A recurring theme of the campaign coverage this year has been to contrast Mitt Romney with his father George, the governor of Michigan and unsuccessful candidate for the presidency. The elder Romney certainly was much more liberal than his son. But he has also acquired a reputation for having more constancy—for being willing to take a political risk when a principle was at stake, unlike the flip-flopper he spawned.
John Bohrer demolishes that image with a long mythbusting piece at BuzzFeed. The George Romney who appears here is a self-aggrandizing opportunist who tacks with the wind, the kind of man whose views on the Vietnam War can be summed up this way:
[H]e was for it before he was against it before he was for it before he was against it again—with various ambiguities in between. Romney seemed to be frantically chasing political sentiment, seeking to bottle dissatisfaction with LBJ's handling of the war by any means necessary.

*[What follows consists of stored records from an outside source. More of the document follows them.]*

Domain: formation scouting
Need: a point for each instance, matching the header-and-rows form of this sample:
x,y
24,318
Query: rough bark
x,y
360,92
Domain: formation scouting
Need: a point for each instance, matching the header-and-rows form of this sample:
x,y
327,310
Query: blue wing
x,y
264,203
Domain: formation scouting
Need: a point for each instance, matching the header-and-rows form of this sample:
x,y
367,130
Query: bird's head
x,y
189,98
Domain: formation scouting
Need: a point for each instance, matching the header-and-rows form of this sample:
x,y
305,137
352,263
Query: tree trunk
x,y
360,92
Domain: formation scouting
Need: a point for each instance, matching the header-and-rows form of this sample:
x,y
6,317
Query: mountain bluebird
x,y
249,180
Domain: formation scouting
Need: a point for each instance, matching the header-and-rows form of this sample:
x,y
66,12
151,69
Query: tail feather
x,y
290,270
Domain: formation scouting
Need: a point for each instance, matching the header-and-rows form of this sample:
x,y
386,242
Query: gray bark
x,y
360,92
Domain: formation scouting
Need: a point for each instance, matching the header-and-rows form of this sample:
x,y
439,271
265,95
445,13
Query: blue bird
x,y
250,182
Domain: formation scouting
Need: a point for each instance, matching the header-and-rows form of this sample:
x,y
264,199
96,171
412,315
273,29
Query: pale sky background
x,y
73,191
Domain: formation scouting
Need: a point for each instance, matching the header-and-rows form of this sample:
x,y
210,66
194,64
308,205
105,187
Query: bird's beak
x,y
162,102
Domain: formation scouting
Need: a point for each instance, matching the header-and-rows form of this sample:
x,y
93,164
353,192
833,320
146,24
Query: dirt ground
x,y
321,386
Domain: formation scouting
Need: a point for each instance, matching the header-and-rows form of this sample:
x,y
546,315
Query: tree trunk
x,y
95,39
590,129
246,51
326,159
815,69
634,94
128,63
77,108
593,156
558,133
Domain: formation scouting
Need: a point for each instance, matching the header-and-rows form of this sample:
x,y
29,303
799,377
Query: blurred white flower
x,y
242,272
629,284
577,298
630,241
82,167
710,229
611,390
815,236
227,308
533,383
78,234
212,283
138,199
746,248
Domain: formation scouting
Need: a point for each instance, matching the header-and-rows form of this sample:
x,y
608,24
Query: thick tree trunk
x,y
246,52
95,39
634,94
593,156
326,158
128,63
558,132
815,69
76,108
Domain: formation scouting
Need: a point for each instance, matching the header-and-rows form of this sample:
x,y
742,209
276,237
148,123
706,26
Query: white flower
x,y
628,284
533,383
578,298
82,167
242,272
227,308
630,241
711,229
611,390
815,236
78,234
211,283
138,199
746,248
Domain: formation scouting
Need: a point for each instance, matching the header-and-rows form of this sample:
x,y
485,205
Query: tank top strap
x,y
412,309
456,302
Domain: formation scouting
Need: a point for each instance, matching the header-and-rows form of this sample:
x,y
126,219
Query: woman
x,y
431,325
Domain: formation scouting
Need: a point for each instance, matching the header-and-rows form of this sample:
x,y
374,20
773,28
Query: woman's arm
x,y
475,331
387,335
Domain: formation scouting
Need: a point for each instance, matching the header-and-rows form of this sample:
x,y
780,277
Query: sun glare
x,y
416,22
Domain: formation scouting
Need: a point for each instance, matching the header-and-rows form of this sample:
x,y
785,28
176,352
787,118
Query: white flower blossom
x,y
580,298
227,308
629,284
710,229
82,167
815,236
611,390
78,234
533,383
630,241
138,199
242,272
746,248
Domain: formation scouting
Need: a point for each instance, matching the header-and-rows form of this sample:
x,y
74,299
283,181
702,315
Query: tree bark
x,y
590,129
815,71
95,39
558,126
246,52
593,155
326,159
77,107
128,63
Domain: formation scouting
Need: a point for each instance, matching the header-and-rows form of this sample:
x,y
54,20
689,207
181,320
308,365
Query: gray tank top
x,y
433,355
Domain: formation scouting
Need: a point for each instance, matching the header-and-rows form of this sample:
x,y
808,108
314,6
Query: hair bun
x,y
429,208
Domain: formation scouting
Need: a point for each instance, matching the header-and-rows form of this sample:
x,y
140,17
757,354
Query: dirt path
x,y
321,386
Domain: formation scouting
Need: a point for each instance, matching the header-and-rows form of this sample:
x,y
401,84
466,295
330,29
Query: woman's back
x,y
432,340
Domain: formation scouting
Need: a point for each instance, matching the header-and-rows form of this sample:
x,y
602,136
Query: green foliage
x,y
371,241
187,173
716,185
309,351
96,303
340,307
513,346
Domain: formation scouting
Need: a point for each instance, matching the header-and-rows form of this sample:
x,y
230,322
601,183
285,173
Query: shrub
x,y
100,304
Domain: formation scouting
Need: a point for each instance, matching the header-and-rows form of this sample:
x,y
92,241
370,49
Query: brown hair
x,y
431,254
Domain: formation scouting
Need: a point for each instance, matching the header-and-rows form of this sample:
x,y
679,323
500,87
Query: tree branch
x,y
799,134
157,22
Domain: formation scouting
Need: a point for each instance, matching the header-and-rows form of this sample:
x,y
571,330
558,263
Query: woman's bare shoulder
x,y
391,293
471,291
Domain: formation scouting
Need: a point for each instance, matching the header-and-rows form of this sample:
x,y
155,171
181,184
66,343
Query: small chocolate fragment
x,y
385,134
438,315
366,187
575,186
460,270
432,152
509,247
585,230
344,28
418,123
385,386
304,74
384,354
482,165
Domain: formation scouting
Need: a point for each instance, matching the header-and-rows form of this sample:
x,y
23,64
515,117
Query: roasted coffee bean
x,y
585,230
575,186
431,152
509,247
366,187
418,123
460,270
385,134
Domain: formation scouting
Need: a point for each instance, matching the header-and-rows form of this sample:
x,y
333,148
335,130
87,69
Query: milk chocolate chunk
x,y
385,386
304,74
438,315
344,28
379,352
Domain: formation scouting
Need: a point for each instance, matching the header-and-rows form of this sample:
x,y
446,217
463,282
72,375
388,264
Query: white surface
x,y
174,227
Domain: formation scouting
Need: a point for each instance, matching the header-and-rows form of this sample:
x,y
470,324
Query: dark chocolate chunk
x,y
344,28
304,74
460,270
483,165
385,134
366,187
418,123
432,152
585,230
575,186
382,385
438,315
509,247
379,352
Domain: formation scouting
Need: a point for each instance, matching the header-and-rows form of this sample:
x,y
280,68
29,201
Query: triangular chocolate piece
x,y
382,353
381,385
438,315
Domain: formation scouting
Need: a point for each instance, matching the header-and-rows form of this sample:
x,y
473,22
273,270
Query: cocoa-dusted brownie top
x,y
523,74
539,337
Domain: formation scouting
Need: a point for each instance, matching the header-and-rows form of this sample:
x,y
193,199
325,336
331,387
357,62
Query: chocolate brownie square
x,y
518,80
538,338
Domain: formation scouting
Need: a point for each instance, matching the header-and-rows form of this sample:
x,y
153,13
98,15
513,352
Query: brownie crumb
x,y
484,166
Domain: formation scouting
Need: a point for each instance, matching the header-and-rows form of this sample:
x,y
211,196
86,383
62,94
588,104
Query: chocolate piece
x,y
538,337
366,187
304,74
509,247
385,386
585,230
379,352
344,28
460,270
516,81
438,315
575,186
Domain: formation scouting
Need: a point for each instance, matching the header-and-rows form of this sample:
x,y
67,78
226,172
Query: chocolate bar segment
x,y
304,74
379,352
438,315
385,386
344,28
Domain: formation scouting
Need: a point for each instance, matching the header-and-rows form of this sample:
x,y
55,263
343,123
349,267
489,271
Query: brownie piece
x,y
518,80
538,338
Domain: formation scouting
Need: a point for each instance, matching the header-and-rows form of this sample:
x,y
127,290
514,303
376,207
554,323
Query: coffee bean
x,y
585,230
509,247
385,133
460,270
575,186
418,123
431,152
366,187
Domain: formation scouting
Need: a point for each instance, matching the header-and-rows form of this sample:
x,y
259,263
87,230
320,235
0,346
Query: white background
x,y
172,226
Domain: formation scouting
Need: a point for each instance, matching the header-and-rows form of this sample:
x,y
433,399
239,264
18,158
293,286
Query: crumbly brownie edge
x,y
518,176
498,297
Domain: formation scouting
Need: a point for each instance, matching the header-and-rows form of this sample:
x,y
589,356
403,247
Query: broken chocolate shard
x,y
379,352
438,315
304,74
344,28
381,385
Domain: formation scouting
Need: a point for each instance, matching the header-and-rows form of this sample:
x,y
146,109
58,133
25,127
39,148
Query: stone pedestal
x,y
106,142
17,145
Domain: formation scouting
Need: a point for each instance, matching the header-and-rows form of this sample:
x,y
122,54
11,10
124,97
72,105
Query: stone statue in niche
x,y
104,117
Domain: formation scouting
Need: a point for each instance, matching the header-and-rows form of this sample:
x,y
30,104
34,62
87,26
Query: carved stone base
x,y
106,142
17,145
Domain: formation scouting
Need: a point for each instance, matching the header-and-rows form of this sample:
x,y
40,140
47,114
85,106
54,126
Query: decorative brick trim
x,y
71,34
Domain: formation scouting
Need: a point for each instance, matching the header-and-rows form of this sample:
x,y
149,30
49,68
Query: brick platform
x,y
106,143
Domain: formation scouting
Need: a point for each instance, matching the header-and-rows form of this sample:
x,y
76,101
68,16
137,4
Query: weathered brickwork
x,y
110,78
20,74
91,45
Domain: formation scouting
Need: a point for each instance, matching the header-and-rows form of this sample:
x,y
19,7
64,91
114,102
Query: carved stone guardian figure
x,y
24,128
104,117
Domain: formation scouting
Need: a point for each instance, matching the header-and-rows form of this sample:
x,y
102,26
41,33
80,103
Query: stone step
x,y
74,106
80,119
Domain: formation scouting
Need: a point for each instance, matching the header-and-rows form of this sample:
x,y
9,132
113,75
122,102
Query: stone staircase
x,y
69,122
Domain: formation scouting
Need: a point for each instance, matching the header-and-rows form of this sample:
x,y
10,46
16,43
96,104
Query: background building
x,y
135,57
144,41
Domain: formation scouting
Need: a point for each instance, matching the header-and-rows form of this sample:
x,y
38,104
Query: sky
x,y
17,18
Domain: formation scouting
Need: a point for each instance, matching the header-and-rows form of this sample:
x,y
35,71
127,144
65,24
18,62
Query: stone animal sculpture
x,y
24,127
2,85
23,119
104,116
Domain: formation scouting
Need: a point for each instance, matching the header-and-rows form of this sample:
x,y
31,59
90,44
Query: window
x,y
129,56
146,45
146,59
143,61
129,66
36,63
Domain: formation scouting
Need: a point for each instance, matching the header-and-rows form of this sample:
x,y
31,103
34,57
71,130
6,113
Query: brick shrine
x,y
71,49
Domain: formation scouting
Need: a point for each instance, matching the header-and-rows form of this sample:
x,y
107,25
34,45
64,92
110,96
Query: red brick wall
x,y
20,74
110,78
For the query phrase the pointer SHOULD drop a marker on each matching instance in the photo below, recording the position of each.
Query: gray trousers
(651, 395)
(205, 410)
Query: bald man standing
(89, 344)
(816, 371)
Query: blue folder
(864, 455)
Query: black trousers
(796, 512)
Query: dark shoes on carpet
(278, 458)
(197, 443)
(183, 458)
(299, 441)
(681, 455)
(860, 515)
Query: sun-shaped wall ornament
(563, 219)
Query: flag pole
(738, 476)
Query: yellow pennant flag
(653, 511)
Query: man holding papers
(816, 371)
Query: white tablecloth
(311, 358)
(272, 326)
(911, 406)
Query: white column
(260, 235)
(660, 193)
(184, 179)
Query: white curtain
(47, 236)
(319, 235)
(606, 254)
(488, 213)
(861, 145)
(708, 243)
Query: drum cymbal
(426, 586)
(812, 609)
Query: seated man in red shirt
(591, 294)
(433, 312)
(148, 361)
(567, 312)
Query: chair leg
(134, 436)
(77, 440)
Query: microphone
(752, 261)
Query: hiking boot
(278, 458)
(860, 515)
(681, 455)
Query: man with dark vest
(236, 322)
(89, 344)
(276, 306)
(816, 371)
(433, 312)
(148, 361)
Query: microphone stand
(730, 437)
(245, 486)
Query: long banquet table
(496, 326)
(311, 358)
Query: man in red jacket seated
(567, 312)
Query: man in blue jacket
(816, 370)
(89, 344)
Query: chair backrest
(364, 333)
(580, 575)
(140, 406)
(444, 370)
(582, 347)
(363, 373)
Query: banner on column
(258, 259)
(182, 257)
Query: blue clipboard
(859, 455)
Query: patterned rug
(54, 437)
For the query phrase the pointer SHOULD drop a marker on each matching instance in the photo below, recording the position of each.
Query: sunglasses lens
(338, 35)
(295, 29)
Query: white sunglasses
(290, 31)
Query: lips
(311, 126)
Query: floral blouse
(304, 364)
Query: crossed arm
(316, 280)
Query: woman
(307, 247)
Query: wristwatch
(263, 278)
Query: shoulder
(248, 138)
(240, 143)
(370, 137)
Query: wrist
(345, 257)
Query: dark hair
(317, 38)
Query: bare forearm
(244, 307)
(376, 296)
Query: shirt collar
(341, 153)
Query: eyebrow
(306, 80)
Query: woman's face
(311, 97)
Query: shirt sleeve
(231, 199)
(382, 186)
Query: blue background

Bohrer is especially good on the legend that a disgusted Romney Sr. walked out of the 1964 GOP convention. In fact, the governor
stayed until the very end, formally seconding Goldwater's eventual nomination and later standing by while an actual walkout took place. He left the convention holding open the possibility of endorsing Goldwater and then, after a unity summit in Hershey, Pennsylvania, momentarily endorsed the Arizona senator. Then he changed his mind while his top aides polled "all-white and race-conscious" Michigan communities for a "secret" white backlash vote against LBJ's civil rights advances—a backlash that might have made a Goldwater endorsement palatable at home. Finding the Republican label even more unpopular than civil rights in Michigan, Romney ultimately distanced himself from the entire party, including his own moderate Republican allies.